Copilot commented on code in PR #54:
URL: 
https://github.com/apache/sedona-spatialbench/pull/54#discussion_r2445839378


##########
spatialbench-cli/src/zone_df.rs:
##########
@@ -200,29 +192,39 @@ pub async fn generate_zone_parquet(args: ZoneDfArgs) -> 
Result<()> {
     let rt: Arc<RuntimeEnv> = Arc::new(RuntimeEnvBuilder::new().build()?);
     debug!("Built DataFusion runtime environment");
 
-    // Register S3 store for Overture bucket
-    let bucket = OVERTURE_S3_BUCKET;
-    info!("Registering S3 store for bucket: {}", bucket);
-    let s3 = AmazonS3Builder::new()
-        .with_bucket_name(bucket)
-        .with_skip_signature(true)
-        .with_region("us-west-2")
-        .build()?;
-
-    let s3_url = Url::parse(&format!("s3://{bucket}"))?;
-    let s3_store: Arc<dyn ObjectStore> = Arc::new(s3);
-    rt.register_object_store(&s3_url, s3_store);
-    debug!("Successfully registered S3 object store");
+    // Register HTTPS object store for Hugging Face
+    let hf_store = HttpBuilder::new().with_url(HUGGINGFACE_URL).build()?;
+    let hf_url = Url::parse(HUGGINGFACE_URL)?;
+    rt.register_object_store(&hf_url, Arc::new(hf_store));
+    debug!("Registered HTTPS object store for huggingface.co");
 
     let ctx = SessionContext::new_with_config_rt(SessionConfig::from(cfg), rt);
     debug!("Created DataFusion session context");
 
-    let url = zones_parquet_url();
-    info!("Reading parquet data from: {}", url);
+    // Parquet parts from Hugging Face (programmatically generated)
+    const PARQUET_PART_COUNT: usize = 4;
+    const PARQUET_UUID: &str = "c998b093-fa14-440c-98f0-bbdb2126ed22";
+    let parquet_urls: Vec<String> = (0..PARQUET_PART_COUNT)
+        .map(|i| format!(
+            
"https://huggingface.co/datasets/apache-sedona/spatialbench/resolve/{}/omf-division-area-{}/part-{i:05}-{uuid}-c000.zstd.parquet";,

Review Comment:
   The format string contains redundant named parameters.
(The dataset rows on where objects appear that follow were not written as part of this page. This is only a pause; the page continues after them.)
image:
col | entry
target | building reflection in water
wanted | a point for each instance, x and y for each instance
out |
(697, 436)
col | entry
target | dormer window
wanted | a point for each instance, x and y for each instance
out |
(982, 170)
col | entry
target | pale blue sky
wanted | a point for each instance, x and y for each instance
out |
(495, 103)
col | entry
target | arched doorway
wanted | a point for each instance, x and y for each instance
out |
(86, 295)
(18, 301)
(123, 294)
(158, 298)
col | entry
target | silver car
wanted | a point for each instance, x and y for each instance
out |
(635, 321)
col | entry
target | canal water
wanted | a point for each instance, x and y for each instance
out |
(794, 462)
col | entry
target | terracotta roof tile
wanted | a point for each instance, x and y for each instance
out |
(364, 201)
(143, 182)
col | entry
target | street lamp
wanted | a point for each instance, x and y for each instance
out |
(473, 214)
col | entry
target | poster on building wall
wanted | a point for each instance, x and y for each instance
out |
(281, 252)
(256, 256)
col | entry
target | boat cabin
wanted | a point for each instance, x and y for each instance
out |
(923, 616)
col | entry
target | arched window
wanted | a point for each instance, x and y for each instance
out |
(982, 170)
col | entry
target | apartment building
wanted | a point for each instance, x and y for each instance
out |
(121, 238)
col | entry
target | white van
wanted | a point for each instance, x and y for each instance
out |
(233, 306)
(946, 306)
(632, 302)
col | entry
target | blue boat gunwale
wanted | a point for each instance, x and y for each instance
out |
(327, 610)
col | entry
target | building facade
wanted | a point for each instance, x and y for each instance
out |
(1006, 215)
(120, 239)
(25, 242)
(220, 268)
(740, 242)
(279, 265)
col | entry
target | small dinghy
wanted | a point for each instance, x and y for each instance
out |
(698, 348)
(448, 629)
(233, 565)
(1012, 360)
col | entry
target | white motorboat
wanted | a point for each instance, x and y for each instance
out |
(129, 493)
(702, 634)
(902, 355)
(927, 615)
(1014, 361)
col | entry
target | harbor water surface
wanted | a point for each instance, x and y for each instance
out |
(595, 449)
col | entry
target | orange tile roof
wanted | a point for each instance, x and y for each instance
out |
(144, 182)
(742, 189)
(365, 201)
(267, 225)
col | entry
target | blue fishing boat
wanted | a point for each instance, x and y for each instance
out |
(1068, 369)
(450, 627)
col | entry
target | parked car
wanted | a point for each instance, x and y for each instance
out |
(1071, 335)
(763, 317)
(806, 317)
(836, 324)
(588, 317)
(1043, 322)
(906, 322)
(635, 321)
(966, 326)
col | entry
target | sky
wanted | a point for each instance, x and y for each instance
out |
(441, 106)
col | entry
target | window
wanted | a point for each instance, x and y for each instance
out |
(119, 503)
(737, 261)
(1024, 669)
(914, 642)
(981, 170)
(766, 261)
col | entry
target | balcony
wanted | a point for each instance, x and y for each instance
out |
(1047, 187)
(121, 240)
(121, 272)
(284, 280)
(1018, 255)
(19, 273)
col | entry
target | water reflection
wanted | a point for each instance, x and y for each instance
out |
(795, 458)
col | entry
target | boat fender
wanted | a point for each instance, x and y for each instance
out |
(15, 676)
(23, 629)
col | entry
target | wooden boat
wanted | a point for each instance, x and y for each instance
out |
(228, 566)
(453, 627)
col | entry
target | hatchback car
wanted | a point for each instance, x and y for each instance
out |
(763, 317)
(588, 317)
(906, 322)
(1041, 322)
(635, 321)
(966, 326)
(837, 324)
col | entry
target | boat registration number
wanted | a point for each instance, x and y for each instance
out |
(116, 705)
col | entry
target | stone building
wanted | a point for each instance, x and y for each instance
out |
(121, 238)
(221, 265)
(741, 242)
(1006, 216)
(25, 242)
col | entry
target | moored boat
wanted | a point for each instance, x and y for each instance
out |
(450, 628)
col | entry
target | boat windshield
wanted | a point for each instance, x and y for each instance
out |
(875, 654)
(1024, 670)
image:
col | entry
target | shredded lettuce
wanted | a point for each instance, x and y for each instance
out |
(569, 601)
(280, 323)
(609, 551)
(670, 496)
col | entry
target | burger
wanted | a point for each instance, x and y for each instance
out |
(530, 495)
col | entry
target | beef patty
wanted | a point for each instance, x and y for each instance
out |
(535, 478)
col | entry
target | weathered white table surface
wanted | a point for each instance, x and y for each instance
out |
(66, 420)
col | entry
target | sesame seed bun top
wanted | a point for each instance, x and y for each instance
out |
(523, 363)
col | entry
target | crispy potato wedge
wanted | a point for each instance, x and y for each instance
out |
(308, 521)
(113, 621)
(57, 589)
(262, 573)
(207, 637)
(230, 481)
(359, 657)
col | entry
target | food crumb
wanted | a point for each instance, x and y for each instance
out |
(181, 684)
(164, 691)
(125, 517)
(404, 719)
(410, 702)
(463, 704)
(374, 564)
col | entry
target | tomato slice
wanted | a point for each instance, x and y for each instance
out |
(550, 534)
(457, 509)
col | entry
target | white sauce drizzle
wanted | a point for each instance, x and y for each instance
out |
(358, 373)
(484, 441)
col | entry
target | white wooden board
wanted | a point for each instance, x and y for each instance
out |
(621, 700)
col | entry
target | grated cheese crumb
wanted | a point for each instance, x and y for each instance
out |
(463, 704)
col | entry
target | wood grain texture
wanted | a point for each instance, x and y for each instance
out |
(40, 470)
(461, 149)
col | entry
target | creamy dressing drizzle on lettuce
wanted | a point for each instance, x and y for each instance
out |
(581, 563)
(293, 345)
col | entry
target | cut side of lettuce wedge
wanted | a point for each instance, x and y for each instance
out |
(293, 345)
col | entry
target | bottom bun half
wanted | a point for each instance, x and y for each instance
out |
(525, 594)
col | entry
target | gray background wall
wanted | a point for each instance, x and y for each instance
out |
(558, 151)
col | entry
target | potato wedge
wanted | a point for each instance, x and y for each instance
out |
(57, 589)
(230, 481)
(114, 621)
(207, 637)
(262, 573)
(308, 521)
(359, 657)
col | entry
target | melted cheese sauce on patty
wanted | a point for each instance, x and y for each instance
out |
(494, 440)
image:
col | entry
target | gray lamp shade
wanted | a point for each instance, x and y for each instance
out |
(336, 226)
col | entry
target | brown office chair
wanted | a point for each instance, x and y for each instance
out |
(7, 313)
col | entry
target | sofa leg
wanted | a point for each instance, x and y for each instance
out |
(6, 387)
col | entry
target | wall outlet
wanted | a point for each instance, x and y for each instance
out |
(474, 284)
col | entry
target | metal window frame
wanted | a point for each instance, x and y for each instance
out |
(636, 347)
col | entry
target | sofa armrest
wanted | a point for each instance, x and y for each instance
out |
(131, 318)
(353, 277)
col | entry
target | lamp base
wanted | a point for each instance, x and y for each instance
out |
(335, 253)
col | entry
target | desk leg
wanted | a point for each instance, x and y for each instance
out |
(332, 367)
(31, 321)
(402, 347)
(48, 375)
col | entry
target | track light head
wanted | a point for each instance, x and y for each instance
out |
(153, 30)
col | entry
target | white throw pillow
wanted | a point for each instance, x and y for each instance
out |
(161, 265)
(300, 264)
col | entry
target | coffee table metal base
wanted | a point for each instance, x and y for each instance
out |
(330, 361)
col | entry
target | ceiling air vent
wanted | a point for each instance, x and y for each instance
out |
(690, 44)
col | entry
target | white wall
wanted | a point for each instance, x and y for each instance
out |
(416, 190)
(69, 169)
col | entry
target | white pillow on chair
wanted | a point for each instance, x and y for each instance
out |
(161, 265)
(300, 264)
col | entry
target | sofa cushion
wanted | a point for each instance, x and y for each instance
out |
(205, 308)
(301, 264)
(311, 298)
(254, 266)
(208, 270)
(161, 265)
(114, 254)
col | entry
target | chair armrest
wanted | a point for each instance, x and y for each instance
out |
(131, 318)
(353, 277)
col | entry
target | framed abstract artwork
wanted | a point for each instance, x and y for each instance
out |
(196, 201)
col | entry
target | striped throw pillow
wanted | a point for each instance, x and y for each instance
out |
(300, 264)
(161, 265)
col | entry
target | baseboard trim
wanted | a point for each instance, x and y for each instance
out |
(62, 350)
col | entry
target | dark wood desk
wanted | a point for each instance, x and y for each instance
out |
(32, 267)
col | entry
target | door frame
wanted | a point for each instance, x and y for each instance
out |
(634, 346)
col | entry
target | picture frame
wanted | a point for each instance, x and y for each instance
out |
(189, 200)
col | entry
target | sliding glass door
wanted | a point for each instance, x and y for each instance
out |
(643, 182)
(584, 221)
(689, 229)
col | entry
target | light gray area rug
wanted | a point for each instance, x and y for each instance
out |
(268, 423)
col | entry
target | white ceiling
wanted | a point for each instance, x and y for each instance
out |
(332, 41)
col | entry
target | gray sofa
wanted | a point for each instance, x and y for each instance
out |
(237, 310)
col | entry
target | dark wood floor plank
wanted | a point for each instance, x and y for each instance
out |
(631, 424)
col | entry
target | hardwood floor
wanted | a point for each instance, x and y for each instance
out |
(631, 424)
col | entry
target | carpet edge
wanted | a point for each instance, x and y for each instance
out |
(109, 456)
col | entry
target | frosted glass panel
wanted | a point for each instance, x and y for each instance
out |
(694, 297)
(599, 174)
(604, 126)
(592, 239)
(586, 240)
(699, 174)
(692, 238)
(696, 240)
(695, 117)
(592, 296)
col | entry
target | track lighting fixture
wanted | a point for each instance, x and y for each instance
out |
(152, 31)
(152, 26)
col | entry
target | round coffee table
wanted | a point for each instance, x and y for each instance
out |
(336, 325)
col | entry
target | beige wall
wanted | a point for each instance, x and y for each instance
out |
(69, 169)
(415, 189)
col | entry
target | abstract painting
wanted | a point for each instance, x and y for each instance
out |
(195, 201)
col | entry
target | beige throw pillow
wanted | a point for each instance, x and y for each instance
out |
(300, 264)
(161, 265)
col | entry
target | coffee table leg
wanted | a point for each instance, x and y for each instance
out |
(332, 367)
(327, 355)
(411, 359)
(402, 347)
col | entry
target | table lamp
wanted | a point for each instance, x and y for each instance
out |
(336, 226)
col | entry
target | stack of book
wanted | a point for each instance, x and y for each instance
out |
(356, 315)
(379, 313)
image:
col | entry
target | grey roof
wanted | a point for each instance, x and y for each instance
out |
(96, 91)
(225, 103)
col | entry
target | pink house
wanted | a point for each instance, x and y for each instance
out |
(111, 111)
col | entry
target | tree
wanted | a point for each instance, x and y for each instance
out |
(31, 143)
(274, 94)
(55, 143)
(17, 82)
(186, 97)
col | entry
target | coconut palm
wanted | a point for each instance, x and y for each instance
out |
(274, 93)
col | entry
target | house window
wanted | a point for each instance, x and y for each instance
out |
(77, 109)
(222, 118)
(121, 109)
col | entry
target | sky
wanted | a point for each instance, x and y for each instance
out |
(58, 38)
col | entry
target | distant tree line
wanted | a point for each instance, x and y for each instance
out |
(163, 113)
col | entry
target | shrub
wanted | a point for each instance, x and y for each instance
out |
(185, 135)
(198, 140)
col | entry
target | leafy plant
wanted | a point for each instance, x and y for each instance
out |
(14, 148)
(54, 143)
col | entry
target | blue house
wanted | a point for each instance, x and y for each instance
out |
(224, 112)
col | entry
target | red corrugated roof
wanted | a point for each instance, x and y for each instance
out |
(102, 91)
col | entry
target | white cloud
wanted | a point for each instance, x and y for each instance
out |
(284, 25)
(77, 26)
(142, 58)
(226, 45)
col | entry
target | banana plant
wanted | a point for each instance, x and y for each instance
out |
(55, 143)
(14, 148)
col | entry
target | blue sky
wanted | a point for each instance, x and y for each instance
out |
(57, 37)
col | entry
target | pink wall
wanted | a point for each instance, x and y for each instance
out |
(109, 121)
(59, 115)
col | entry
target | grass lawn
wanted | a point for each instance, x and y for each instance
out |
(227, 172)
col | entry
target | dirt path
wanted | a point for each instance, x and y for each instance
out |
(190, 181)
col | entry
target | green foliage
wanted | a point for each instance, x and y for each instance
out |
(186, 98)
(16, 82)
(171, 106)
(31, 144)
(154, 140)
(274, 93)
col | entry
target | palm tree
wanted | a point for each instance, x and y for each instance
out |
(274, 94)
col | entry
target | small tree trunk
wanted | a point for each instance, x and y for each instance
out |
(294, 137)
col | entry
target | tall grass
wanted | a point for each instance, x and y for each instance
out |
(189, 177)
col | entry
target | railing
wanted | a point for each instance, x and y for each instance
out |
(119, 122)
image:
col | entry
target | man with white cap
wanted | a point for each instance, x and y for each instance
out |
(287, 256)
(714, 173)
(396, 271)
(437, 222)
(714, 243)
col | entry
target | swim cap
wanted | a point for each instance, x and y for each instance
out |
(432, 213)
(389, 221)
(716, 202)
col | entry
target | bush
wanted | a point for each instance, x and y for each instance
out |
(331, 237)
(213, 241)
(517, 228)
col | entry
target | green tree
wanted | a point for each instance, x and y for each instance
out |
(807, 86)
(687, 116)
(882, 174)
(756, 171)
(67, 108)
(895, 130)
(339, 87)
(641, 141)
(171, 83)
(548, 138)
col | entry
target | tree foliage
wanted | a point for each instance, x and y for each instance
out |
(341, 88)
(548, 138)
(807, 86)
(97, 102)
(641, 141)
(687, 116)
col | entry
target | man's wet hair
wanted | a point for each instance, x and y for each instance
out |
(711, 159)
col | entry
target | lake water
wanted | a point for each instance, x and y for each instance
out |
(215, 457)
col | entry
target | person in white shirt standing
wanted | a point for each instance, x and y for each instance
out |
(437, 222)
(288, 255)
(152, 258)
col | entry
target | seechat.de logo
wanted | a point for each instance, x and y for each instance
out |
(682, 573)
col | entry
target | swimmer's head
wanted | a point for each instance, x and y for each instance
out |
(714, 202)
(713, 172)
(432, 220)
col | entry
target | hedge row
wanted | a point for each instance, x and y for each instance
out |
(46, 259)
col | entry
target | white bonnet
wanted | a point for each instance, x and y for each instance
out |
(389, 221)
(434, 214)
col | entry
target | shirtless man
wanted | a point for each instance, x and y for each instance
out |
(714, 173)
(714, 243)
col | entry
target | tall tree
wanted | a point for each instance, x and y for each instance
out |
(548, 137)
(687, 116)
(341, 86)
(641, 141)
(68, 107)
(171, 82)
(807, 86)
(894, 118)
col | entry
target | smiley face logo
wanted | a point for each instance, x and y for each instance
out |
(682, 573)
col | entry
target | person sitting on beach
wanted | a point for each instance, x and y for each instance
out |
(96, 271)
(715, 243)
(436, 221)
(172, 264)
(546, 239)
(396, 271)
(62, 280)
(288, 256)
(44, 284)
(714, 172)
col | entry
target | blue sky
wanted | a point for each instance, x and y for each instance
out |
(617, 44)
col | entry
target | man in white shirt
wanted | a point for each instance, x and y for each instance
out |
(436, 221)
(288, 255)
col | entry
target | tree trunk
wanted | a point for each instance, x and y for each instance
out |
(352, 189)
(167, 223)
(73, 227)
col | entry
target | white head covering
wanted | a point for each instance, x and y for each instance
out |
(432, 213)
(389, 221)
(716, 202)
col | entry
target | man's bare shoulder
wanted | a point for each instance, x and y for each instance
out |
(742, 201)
The format string 
uses `{i:05}` and `{uuid}` but then explicitly names them in the arguments with 
`i = i` and `uuid = PARQUET_UUID`. Either use positional arguments `{0:05}` and 
`{1}`, or use named parameters `{i:05}` and `{uuid}` without the explicit 
naming in the arguments.



##########
spatialbench-cli/src/zone_df.rs:
##########
@@ -11,24 +11,16 @@ use datafusion::{
 use crate::plan::DEFAULT_PARQUET_ROW_GROUP_BYTES;
 use datafusion::execution::runtime_env::RuntimeEnv;
 use log::{debug, info};
-use object_store::aws::AmazonS3Builder;
-use object_store::ObjectStore;
+use object_store::http::HttpBuilder;
 use parquet::{
     arrow::ArrowWriter, basic::Compression as ParquetCompression,
     file::properties::WriterProperties,
 };
 use url::Url;
 
 const OVERTURE_RELEASE_DATE: &str = "2025-08-20.1";
-const OVERTURE_S3_BUCKET: &str = "overturemaps-us-west-2";
-const OVERTURE_S3_PREFIX: &str = "release";
-
-fn zones_parquet_url() -> String {
-    format!(
-        "s3://{}/{}/{}/theme=divisions/type=division_area/",
-        OVERTURE_S3_BUCKET, OVERTURE_S3_PREFIX, OVERTURE_RELEASE_DATE
-    )
-}
+const HUGGINGFACE_URL: &str = "https://huggingface.co";;

Review Comment:
   The hardcoded commit hash lacks context. Add a comment explaining that this 
is the Hugging Face dataset commit hash and what happens if the commit is 
updated (e.g., does PARQUET_PART_COUNT or PARQUET_UUID need to change?).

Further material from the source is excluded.